Beyoncé began by praising Solange and recalling how her musical obsessions – with Alanis Morissette, Minnie Riperton –had always been unique. “I guess I always felt a yearning to communicate — I had a lot of things to say,” Solange explained. “And I appreciated y’all’s patience in the house during all of these different phases. They were not ever very introverted, quiet phases.”
Solange also cites Syreeta Wright as a significant influence because she, and Ripperton, were were evocative while singing about “tough shit.” Solange emulated that balance in her LP. “It was very intentional that I sang as a woman who was very in control, a woman who could have this conversation without yelling and screaming because I still often feel that when black women try to have these conversations, we are not portrayed as in control, emotionally intact women, capable of having the hard conversations without losing that control,” she said.
Beyoncé also commended Solange’s ability to be on top of new trends, artists and styles before they hit the mainstream. “I love connecting people. I love introducing people to other people who are doing incredible work in the world,” said Solange. Plus, she added that she spends “too much time” on the Internet.
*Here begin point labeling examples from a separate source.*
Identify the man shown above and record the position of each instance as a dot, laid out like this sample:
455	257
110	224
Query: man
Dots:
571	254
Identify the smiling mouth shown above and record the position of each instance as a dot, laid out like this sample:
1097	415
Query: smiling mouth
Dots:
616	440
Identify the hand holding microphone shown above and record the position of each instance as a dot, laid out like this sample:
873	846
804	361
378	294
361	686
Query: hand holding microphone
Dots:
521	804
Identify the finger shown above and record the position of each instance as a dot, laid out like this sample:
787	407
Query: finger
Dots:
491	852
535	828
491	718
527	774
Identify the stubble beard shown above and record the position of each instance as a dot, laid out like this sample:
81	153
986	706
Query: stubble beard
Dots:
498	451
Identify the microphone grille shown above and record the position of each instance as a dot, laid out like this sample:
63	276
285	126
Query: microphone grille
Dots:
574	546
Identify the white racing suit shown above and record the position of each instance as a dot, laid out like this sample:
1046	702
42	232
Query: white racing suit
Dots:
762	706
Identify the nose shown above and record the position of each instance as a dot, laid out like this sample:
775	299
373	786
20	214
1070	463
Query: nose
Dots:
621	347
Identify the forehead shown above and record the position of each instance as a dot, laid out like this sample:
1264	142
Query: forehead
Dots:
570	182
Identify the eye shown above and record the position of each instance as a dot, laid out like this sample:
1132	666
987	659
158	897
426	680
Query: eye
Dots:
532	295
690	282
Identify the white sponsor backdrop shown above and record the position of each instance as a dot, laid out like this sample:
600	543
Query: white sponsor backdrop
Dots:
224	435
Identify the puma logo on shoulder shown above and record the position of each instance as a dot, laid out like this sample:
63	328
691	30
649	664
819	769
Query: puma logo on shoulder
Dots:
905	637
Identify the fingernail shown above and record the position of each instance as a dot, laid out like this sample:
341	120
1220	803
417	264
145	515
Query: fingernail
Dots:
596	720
The Knowles parents also figured heavily into the interview. Solange noted that she found many similarities between the experiences of their father and hip-hop mogul Master P, who appeared in several interludes on A Seat at the Table. On a lighter note, Beyonce asked Solange about the “funniest text you got from our mom this week,” intimating that texts from “Mama Tina” – like all moms – are are thing. Solange deflects her sister’s question. “Too personal,” she said.